For the bioaerosol concentration prediction model using the SVM algorithm, after optimization by different algorithms, is the results were mainly reflected in the change in penalty factor c and kernel function parameter g. If the penalty factor c is too large or too small, it may cause the model generalization ability to decline. When the radial basis function (RBF) is chosen as the kernel, the kernel parameter g is a parameter that comes with the function, which implicitly determines the distribution of the data mapped into the new feature space: the larger the kernel parameter g is, the fewer support vectors there are; the smaller the kernel parameter g is, the more support vectors there are, and the number of support vectors has an effect on the training and prediction speed. The optimal value was obtained by introducing the AGA–PKO fusion algorithm to optimize the penalty factor c and kernel function parameter g of the support vector machine. The adaptive mechanism of the AGA algorithm was able to maintain the population diversity by dynamically adjusting the weight of exploration and exploitation, thus avoiding premature convergence, and it had a stronger global search capability, so it was not easy for the prediction model to fall into the local optimum. Then, the resulting optimal solution was used as a parameter for the model training and prediction. The results in Table 4 show that both the AGA and the PKO algorithms’ individually optimized predictions were better than that of the underlying SVM algorithm, while the fusion algorithm that combines AGA and PKO improved the prediction results compared to the first three algorithms, a result that confirms that the PKO–AGA–SVM fusion algorithm has better prediction performance compared to the SVM, the PKO–SVM, and the AGA–SVM algorithms.
In order to further validate the prediction ability of the PKO–AGA–SVM fusion algorithm model, the PKO–AGA–SVM fusion algorithm model was utilized in the paper to predict the bioaerosol concentration profiles under different atmospheric conditions. Five different air quality levels were selected for prediction analysis, which were excellent, good, mildly polluted, moderately polluted, and heavily polluted weather. The prediction performance of the PKO–AGA–SVM algorithm was further evaluated by predicting the bioaerosol concentration and comparing the prediction results with the fluorescence lidar inversion data.
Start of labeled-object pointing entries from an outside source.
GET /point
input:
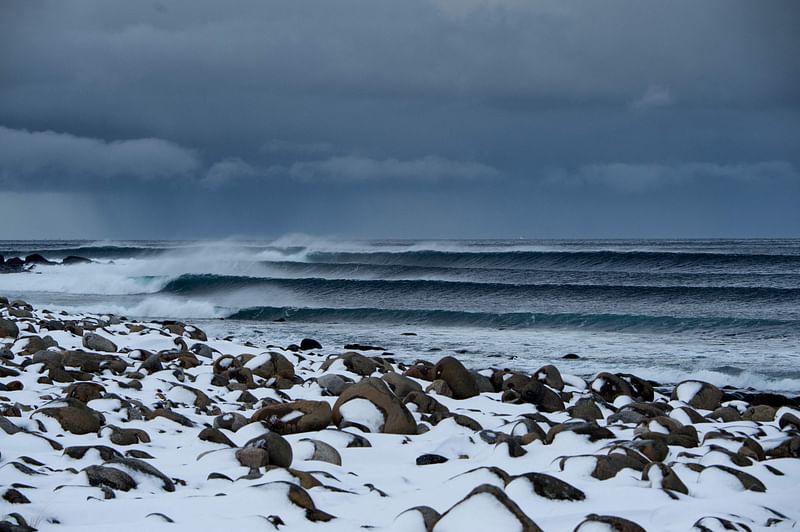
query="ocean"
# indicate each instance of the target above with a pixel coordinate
(725, 311)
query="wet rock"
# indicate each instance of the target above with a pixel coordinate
(95, 342)
(8, 329)
(278, 449)
(76, 417)
(307, 344)
(618, 524)
(482, 508)
(550, 376)
(140, 466)
(84, 391)
(457, 377)
(545, 399)
(430, 459)
(401, 385)
(397, 418)
(294, 417)
(111, 477)
(552, 488)
(698, 394)
(585, 409)
(333, 384)
(214, 435)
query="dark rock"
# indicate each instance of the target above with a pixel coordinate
(550, 376)
(76, 417)
(214, 435)
(594, 431)
(315, 415)
(14, 496)
(618, 524)
(145, 468)
(397, 418)
(486, 521)
(278, 449)
(111, 477)
(8, 329)
(429, 459)
(95, 342)
(552, 488)
(707, 398)
(457, 377)
(307, 344)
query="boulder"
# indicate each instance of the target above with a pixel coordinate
(294, 417)
(457, 377)
(110, 477)
(75, 417)
(95, 342)
(8, 329)
(697, 394)
(279, 452)
(396, 417)
(486, 507)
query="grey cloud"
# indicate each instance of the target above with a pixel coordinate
(655, 96)
(358, 168)
(638, 177)
(46, 156)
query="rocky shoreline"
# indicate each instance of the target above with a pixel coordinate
(114, 424)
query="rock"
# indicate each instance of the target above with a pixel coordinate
(552, 488)
(76, 417)
(698, 394)
(618, 524)
(585, 409)
(610, 386)
(109, 476)
(324, 452)
(396, 417)
(8, 329)
(545, 399)
(608, 466)
(84, 391)
(278, 449)
(401, 385)
(333, 384)
(294, 417)
(143, 467)
(95, 342)
(759, 413)
(253, 458)
(72, 259)
(215, 435)
(550, 376)
(457, 377)
(429, 459)
(593, 430)
(484, 508)
(661, 475)
(231, 421)
(307, 344)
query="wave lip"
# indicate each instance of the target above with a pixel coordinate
(528, 320)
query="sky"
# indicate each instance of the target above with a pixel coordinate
(403, 119)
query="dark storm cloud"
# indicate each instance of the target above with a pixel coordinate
(435, 113)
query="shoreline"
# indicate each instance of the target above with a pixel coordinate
(155, 419)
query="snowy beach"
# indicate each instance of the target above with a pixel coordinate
(120, 424)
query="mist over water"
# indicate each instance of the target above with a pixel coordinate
(724, 310)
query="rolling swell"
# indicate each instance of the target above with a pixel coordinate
(601, 260)
(208, 283)
(523, 320)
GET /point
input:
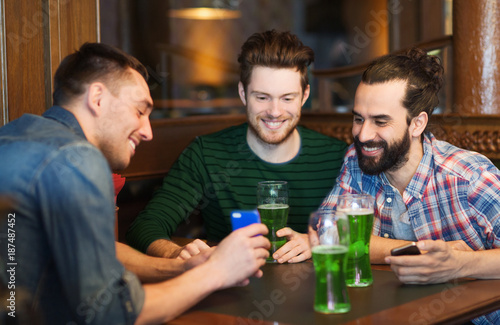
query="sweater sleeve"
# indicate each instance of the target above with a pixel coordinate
(173, 202)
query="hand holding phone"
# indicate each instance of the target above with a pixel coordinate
(243, 218)
(409, 249)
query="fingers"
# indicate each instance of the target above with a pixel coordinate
(252, 230)
(285, 232)
(295, 250)
(192, 249)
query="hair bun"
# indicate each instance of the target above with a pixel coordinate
(430, 64)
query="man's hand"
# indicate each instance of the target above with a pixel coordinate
(296, 249)
(193, 248)
(240, 255)
(440, 263)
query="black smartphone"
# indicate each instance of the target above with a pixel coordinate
(243, 218)
(409, 249)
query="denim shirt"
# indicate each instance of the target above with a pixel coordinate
(63, 217)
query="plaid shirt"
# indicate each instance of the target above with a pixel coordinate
(454, 194)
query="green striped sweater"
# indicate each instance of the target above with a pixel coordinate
(219, 173)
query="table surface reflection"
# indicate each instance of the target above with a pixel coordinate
(285, 295)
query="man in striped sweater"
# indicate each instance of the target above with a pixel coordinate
(219, 173)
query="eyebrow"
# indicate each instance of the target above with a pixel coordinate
(375, 117)
(267, 94)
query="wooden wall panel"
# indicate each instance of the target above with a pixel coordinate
(24, 66)
(72, 23)
(35, 36)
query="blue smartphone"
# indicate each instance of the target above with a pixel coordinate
(243, 218)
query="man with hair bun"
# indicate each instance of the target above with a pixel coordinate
(426, 191)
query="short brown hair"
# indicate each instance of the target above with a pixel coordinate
(274, 49)
(422, 72)
(92, 62)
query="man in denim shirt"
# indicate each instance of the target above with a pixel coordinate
(56, 169)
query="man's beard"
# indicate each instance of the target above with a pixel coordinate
(263, 136)
(392, 158)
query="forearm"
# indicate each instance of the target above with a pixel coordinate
(381, 247)
(163, 248)
(147, 268)
(169, 299)
(483, 264)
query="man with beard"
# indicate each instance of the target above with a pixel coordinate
(219, 173)
(443, 197)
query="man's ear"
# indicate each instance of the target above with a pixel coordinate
(241, 92)
(419, 123)
(95, 95)
(307, 91)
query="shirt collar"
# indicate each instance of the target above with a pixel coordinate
(418, 182)
(66, 118)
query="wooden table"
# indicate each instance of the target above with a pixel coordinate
(285, 295)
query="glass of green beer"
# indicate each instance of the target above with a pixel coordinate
(359, 211)
(329, 238)
(272, 203)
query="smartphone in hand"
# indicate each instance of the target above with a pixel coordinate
(409, 249)
(243, 218)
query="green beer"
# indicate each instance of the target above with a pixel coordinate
(331, 291)
(275, 217)
(359, 273)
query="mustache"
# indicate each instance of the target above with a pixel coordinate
(369, 144)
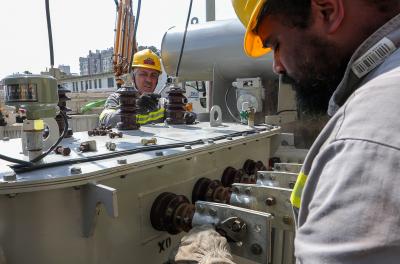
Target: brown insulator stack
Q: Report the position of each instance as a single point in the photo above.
(172, 213)
(127, 111)
(211, 191)
(176, 106)
(62, 104)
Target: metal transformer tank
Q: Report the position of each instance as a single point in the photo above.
(93, 206)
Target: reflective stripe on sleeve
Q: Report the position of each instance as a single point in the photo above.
(295, 197)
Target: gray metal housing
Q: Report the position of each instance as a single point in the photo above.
(214, 52)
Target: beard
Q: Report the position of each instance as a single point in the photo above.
(319, 68)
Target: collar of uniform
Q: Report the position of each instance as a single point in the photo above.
(350, 81)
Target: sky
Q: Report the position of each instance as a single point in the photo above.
(82, 25)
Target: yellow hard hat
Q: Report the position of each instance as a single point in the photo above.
(146, 59)
(248, 12)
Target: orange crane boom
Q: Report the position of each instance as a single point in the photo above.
(124, 40)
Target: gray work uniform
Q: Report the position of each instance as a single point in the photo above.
(347, 197)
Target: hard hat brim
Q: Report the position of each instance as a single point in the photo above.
(146, 67)
(253, 45)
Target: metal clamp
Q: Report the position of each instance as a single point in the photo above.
(248, 230)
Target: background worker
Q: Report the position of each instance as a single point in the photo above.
(146, 70)
(343, 57)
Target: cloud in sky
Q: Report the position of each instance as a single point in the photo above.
(79, 26)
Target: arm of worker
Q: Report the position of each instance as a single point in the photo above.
(350, 214)
(203, 245)
(109, 116)
(149, 109)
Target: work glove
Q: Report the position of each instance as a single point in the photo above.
(148, 103)
(202, 245)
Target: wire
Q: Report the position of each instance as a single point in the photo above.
(49, 33)
(23, 168)
(227, 106)
(184, 39)
(65, 118)
(134, 33)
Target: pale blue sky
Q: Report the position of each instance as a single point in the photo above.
(82, 25)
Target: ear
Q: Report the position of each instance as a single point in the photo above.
(329, 12)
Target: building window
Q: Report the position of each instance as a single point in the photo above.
(110, 82)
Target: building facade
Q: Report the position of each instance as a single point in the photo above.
(96, 62)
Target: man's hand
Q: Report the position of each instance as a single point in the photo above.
(203, 245)
(148, 102)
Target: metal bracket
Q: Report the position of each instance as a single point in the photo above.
(277, 179)
(94, 195)
(273, 200)
(254, 233)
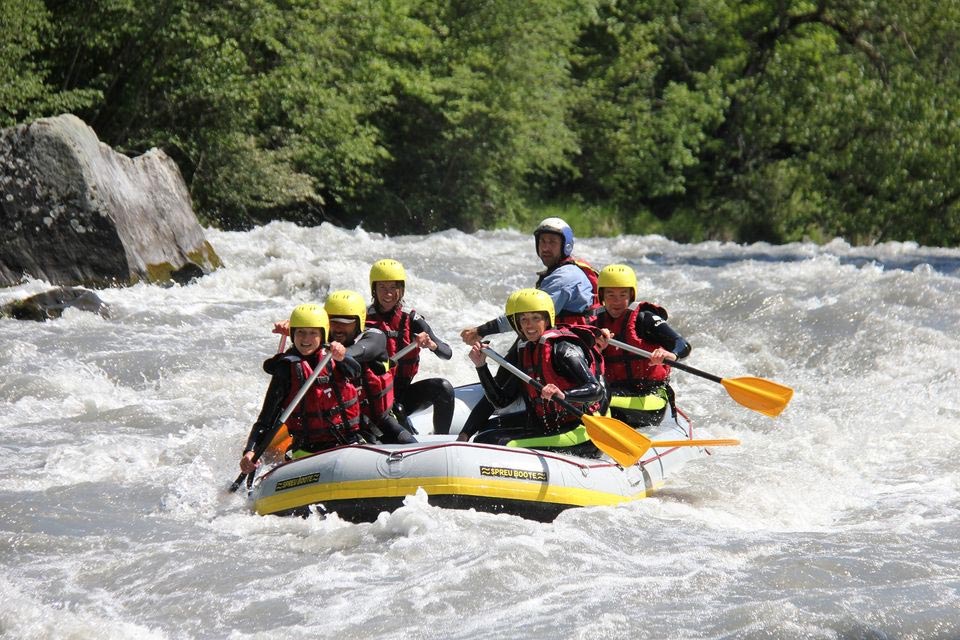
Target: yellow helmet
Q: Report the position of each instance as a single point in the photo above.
(310, 315)
(387, 270)
(347, 304)
(527, 300)
(617, 275)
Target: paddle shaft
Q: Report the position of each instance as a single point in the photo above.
(669, 363)
(266, 438)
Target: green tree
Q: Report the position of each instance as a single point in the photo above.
(25, 91)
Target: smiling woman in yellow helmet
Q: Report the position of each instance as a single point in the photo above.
(388, 280)
(561, 360)
(639, 386)
(329, 413)
(368, 346)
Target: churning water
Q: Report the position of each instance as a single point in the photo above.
(839, 519)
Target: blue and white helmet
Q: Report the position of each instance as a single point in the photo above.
(558, 226)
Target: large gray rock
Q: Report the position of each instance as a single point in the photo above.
(75, 212)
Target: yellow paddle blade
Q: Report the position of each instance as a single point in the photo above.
(617, 439)
(769, 398)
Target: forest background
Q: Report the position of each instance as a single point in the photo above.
(700, 119)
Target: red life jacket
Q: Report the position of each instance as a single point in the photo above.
(331, 404)
(568, 317)
(397, 325)
(625, 369)
(535, 359)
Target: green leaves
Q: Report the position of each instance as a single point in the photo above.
(702, 118)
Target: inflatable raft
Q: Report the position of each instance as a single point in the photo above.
(358, 482)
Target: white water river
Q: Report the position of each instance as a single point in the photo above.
(839, 519)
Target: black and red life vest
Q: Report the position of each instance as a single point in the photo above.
(397, 325)
(376, 390)
(329, 408)
(568, 317)
(625, 369)
(535, 359)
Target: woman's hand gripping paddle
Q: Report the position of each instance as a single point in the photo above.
(282, 420)
(615, 438)
(764, 396)
(395, 358)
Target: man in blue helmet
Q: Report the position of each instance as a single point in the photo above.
(570, 282)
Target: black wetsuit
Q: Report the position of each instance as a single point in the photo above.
(412, 395)
(370, 350)
(503, 389)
The prediction results are shown in Figure 10 (excellent weather), Figure 11 (good weather), Figure 12 (mildly polluted weather), Figure 13 (moderately polluted weather), and Figure 14 (heavily polluted weather). Figure 10a shows that the bioaerosol concentration predicted by the model at 0.35 km was 1350 particles·m−3, Figure 10b shows an absolute error of 120 particles·m−3, and Figure 10c shows a relative error of 8.16%. Figure 11a shows that the bioaerosol concentration predicted by the model at 0.35 km was 2990 particles·m−3, Figure 11b shows an absolute error of 234.5 particles·m−3, and Figure 11c shows a relative error of 8.51%. Figure 12a shows that the bioaerosol concentration predicted by the model at 0.35 km was 3510 particles·m−3, Figure 12b shows an absolute error of 371 particles·m−3, and Figure 12c shows a relative error of 9.56%. Figure 13a shows that the bioaerosol concentration predicted by the model at 0.35 km was 5299 particles·m−3, Figure 13b shows an absolute error of 142.2 particles·m−3, and Figure 13c shows a relative error of 2.76%. Figure 14a shows that the bioaerosol concentration predicted by the model at 0.35 km was 6840 particles·m−3, Figure 14b shows an absolute error of 542 particles·m−3, and Figure 14c shows a relative error of 7.34%. The experimental results show that with the increase in the degree of pollution in the atmospheric environment, the bioaerosol concentration predicted by the PKO–AGA–SVM fusion algorithm model also showed a corresponding increasing trend, the absolute error increased but the relative error stayed within 12%, and there was no increasing or decreasing trend, which indicates that there was no obvious gap between the prediction effect of the model in the case of different weather.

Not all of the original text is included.